At dinner Thursday night I happened to be wearing a pair of my dad’s pants. When he died in ’95, mother resisted having a garage sale. She kept most of Warren’s things exactly where he’d left them, but allowed me to have the pick of his wardrobe. I chose, among other well-crafted items, the pants I wore at Thanksgiving dinner. Pants he had worn for thirty-five years. Pants that may be part of my own estate sale when that time comes. Pants from the legendary Agincourt tailor Sandor Zsolnay. What right did we have to the considerable talents of such a craftsman as Zsolnay?
Hungarians reverse the order of their names, putting the surname first. So it was Zsolnay Sandor who arrived here in 1920, a forty-year-old custom tailor from the recently collapsed Hapsburg Empire. He almost immediately became Sollie Sander, a nickname that stuck through a forty-year presence in our community. Zsolnay was widowed and had a twelve-year-old daughter Erszébet in tow. They spoke practically no English. Erszébet became a friend of my mother.
The folks at deBijenkorf needed a tailor in their men’s department and had advertised in Chicago and elsewhere, hoping to lure the best, as they did in all things. Sandor Zsolnay came with credentials beyond their hopes. He’d been born in Pecs, Hungary about 1880, at the height of Hapsburg power. At seventeen, Sandor became a tailor’s apprentice in Budapest (technically on the newer Pest side of the Danube) and subsequently moved upstream to the Imperial capital Vienna and the auspicious haberdashery of Knize & Co. Who can say that he didn’t accompany his tutors to the Palace in 1913 and record the metric length of His Imperial Majesty’s inseam, noting whether the Jewels of Empire hung left or right. [In the 19th century, a man’s most intimate experiences might have been with his tailor, who knew full well which leg to enlarge and to what extent, something even a wife might not appreciate.] But that twilight could not last. A World War and cousins in Chicago brought him to America and deBijenkorf brought him to Iowa. Europe’s loss was Agincourt’s gain.

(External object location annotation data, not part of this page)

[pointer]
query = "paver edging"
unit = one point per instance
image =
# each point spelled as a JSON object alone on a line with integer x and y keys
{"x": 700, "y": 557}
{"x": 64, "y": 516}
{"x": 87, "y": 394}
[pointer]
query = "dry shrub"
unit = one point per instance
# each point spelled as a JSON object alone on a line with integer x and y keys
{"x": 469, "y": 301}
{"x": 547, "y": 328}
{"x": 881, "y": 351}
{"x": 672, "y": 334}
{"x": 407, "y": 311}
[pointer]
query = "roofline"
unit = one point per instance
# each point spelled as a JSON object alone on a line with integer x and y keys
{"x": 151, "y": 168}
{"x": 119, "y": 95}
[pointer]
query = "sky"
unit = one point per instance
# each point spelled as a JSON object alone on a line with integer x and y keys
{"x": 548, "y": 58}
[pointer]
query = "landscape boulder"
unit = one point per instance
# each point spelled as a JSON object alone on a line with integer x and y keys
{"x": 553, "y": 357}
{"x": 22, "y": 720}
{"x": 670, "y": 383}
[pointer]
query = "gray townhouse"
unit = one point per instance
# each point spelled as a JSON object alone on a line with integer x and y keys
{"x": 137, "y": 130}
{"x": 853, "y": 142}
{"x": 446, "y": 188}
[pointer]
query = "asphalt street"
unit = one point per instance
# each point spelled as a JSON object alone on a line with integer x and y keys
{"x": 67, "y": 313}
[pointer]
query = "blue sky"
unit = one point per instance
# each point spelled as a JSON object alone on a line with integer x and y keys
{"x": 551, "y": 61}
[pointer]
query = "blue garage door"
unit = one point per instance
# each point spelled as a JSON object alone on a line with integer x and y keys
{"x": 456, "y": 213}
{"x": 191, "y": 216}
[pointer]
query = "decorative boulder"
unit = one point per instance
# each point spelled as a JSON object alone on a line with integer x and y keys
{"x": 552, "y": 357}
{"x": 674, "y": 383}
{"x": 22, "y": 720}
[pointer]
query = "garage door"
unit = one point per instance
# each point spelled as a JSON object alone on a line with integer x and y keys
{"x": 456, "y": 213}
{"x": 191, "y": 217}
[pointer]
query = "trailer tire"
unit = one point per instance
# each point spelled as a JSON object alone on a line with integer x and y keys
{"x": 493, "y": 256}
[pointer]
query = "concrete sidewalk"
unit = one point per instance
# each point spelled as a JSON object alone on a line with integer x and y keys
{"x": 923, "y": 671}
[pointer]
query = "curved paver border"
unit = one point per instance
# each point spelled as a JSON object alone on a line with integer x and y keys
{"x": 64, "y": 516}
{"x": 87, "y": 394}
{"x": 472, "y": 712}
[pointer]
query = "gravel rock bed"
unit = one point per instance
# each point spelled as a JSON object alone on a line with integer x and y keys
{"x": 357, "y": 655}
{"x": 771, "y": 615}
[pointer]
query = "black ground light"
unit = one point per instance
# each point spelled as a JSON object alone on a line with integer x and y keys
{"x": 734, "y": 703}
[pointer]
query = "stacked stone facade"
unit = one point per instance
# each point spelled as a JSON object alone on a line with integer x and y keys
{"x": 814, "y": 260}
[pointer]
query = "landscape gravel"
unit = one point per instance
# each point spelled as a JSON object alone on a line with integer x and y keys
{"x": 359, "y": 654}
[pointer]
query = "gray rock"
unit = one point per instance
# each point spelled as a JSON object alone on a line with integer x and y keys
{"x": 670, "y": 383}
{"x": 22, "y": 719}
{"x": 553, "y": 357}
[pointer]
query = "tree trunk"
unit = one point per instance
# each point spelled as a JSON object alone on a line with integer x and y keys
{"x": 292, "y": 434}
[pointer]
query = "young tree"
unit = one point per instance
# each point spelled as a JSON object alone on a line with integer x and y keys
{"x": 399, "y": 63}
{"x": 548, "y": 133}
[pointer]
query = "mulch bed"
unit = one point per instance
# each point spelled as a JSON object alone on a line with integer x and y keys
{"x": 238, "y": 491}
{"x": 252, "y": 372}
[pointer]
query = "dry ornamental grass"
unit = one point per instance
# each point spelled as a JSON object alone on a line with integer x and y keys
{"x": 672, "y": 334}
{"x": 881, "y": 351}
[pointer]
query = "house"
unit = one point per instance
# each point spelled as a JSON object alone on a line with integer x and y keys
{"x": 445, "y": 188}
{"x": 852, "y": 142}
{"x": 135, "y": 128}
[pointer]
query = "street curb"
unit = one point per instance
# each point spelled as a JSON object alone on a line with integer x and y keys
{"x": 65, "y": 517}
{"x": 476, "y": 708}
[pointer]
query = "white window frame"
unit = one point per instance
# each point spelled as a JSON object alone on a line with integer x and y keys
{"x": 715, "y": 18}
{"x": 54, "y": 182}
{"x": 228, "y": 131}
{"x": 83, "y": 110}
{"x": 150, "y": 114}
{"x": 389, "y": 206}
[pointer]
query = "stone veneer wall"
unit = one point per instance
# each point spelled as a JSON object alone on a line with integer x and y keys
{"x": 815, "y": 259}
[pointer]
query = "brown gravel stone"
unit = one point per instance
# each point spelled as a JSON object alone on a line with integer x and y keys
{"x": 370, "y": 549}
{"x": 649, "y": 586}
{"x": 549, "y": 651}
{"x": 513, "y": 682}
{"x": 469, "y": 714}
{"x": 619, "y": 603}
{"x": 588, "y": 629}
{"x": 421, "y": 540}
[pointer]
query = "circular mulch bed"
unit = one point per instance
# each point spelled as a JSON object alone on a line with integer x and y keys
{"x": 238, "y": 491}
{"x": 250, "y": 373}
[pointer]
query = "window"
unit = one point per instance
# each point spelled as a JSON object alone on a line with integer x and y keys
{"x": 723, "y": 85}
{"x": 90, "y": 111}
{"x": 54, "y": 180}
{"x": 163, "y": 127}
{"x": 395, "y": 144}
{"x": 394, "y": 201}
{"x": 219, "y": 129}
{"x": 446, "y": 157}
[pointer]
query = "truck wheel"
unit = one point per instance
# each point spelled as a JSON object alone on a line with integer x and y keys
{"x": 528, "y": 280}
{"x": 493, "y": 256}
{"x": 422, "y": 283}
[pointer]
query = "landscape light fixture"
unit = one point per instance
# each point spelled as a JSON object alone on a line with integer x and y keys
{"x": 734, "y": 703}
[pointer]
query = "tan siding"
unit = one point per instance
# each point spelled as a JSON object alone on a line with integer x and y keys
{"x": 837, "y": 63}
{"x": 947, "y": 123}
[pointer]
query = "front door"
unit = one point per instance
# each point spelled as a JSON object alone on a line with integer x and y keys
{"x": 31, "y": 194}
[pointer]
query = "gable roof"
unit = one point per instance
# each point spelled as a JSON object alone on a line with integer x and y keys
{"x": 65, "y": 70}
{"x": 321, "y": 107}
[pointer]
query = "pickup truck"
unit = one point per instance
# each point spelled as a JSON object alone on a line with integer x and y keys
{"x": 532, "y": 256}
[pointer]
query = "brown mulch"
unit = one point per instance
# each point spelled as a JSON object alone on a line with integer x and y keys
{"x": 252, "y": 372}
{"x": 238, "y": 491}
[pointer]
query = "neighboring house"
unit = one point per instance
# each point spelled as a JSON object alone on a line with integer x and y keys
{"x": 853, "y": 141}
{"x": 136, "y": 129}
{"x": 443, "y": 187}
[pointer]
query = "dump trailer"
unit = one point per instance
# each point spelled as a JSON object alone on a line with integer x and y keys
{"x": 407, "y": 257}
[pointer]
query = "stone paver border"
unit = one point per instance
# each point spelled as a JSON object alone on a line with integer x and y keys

DeBijenkorf’s management team knew they had snagged a treasure. At forty, his hair already tinged with grey at the temples, Zsolnay brought the cosmopolitan to the American hinterlands. His talents would have been wasted on cuffs and collars. They encouraged him to double the men’s department, using his Old World connections to bring us quality that surpassed what even Des Moines and Omaha could offer. But those halcyon days of haberdashery were also not to last. The portent of “Better living through chemistry” in the1950s must have saddened him, as wool, leather, cotton and silk gave way to nylon, rayon and vinyl. We no longer clothed our bodies so much as upholstered them. When Sandor Zsolnay retired in 1960, another era had ended. But his pants live on and that may be the finest revenge of all.
Zsolnay died in 1968, the same year that my great-uncle Anson Tennant left us wanting more of them both. And Warren Tabor, my dad, was one of six pallbearers—each of them clad in a Zsolnay suit—who carried our tailor legend to his grave at St Ahab’s Cemetery.
There’s love in those pants and in my sister’s maple syrup, too.
There is much to mourn these days–and the corruption of quality is not the least of it–but there is also much to be grateful for. Like a good pair of pants.
I hope your Thanksgiving is filled with friends and the stuff that makes memories.